Le ministre de l’Énergie et du Pétrole, Mohamed Ould Khaled, a ouvert mardi 7 juillet à Nouakchott les travaux du Forum africain de l’électricité et des énergies renouvelables. Une rencontre qui réunit décideurs, experts et investisseurs autour des enjeux de souveraineté énergétique et de développement des infrastructures électriques en Afrique.
Organisé par la Fédération mauritanienne de l’électricité et de l’électromécanique (FEMEELEC) et la Fédération marocaine de l’électricité, de l’électronique et des énergies renouvelables (FENELEC), sous l’égide de la Confédération africaine de l’électricité (CAFELEC), le forum met l’accent sur le rôle du secteur privé dans la transformation énergétique du continent.
Lors de l’ouverture, le ministre Mohamed Ould Khaled a souligné que l’organisation de cet événement s’inscrit dans la vision du président Mohamed Ould Cheikh Ghazouani visant à « impliquer le secteur privé dans la conduite du développement ».
Il a rappelé les efforts engagés par le gouvernement mauritanien pour élargir l’accès à l’électricité et accélérer le développement des énergies renouvelables à travers des programmes structurants destinés à attirer davantage de partenariats et d’investissements.
La Mauritanie mise sur ses ressources énergétiques
Le ministre a également insisté sur le potentiel du pays dans les domaines du solaire, de l’éolien, du gaz naturel et de l’hydrogène vert.
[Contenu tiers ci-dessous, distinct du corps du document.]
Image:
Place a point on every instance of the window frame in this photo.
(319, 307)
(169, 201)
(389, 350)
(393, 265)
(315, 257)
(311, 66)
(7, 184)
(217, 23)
Il a appelé à une meilleure exploitation de ces ressources afin de renforcer la position de la Mauritanie dans le paysage énergétique africain.
Il a par ailleurs salué le partenariat énergétique entre la Mauritanie et le Maroc, ainsi que les projets de production d’électricité développés selon le modèle du producteur indépendant d’électricité (IPP).
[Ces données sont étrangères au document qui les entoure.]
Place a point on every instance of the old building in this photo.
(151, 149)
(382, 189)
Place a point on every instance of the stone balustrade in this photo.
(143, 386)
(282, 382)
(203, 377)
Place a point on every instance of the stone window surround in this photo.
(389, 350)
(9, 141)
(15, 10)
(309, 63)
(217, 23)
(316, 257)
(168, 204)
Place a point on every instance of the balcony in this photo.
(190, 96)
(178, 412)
Évoquant les initiatives continentales telles que « Desert to Power » et « Mission 300 », qui ambitionne de permettre l’accès à l’électricité à 300 millions d’Africains, Mohamed Ould Khaled a plaidé pour une mobilisation accrue autour des solutions énergétiques durables.
Nouakchott et Rabat renforcent leur coopération
Prenant la parole, l’ambassadeur du Maroc en Mauritanie, Hamid Chabar, a mis en avant les opportunités offertes par les deux pays dans le secteur énergétique.
« La Mauritanie et le Maroc disposent d’importantes potentialités dans le domaine de l’énergie », a-t-il déclaré, estimant que les deux pays « disposent des atouts nécessaires pour devenir des pôles de l’énergie renouvelable ».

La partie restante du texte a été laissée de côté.